Beliau saw. tumbuh dengan bimbingan Allah Taala. Tidak sedikit pun akidah dan akhlaknya tercela. Bahkan, karakternya dikenal di kalangan Arab sebagai karakter istimewa yang tidak ada duanya, dengan gelar Al-Amin, Sang Tepercaya.

Tatkala usia makin dewasa dan beliau sudah berkeluarga, pemikirannya tentang kehidupan makin mendalam. Beliau pun kerap merenung, melihat kehidupan masyarakat Makkah yang jahiliahnya bukan kepalang. Penyembahan kepada berhala yang bermacam-macam serta sistem hidup yang penuh kerusakan sungguh telah meresahkan nuraninya yang lurus. Itulah sebab setiap Ramadan tiba, beliau bersengaja menuju Gua Hira yang menjadi tempat favoritnya.

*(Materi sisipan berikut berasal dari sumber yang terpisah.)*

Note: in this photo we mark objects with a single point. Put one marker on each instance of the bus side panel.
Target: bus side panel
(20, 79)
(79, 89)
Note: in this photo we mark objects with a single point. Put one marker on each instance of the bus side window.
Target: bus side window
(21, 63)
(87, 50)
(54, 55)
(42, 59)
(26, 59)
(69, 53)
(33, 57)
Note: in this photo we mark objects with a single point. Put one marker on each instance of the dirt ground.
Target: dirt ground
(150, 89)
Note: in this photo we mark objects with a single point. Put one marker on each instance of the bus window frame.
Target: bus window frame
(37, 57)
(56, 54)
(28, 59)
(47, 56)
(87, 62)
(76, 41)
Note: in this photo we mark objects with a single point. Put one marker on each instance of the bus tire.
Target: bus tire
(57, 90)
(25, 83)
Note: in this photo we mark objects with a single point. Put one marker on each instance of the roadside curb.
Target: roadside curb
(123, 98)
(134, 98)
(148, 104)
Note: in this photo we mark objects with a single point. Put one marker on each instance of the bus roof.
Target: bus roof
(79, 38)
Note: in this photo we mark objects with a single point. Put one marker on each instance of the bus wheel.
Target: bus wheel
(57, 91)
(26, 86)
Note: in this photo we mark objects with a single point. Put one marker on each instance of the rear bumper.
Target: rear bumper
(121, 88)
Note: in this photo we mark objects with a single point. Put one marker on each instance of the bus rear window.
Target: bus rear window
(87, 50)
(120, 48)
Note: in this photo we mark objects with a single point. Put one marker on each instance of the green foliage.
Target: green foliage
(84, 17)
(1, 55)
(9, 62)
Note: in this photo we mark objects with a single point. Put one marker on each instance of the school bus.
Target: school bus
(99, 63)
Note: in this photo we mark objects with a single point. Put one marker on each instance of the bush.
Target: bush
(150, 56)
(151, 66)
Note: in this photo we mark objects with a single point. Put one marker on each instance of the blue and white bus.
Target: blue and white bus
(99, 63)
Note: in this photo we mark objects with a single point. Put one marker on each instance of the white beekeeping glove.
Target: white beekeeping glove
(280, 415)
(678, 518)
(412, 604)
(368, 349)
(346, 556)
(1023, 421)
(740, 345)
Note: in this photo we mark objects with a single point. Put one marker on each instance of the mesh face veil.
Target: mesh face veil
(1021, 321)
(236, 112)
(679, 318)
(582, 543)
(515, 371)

Gua Hira, Tempat Pencarian Baginda Tercinta

Gua Hira terletak di Gunung Cahaya (Jabal Nur) di pinggiran Kota Makkah. Posisinya sekitar dua farsakh atau sekitar empat kilometer arah timur laut Masjidilharam. Saat ini, tepatnya berada di jalur Jalan Thaif (Sael).

Tinggi gunung ini sekitar 281 meter dengan panjang pendakian sekitar 645 meter. Alurnya cukup terjal dan berbatu-batu besar. Meski sekarang sudah dibuat trek yang lebih memudahkan, tetapi di titik tertentu, sudut pendakian bisa lebih dari 45 derajat.

Posisi Gua Hira sendiri ada di balik jalur pendakian. Walhasil, setelah sampai di puncak, perjalanan harus kembali menurun dengan melewati sisi yang terjal. Jika dihitung, dari titik awal pendakian butuh waktu sekira satu jam lebih dengan fisik yang harus andal.

Di tempat inilah Muhammad Al-Amin kerap menghabiskan beberapa malam dengan berbekal seadanya. Merenung mendalam tentang berbagai persoalan, terutama tentang kondisi masyarakat, hakikat hidup, dan kebenaran.

Istri yang ia cintai, Bunda Khadijah binti Khuwailid ra., seorang wanita mulia dari kalangan bangsawan, kerap datang melihat keadaan beliau sembari mengantarkan makanan dan tambahan perbekalan yang dibutuhkan.

Terbayang sosok keduanya adalah sosok yang kuat keyakinan. Hingga medan yang begitu terjal tidak menyurutkan tekad untuk meraih segala harapannya. Muhammad dengan misi pencarian kebenaran, juga Bunda Khadijah dengan segenap cinta tulus memberi dukungan.

Saat Momen Itu Tiba, Iqra!

Berlalulah Ramadan demi Ramadan dan beliau selalu dalam kondisi demikian. Pemikirannya bertambah kuat dan makin jelas bahwa masyarakatnya adalah masyarakat rusak dan butuh perubahan mendasar.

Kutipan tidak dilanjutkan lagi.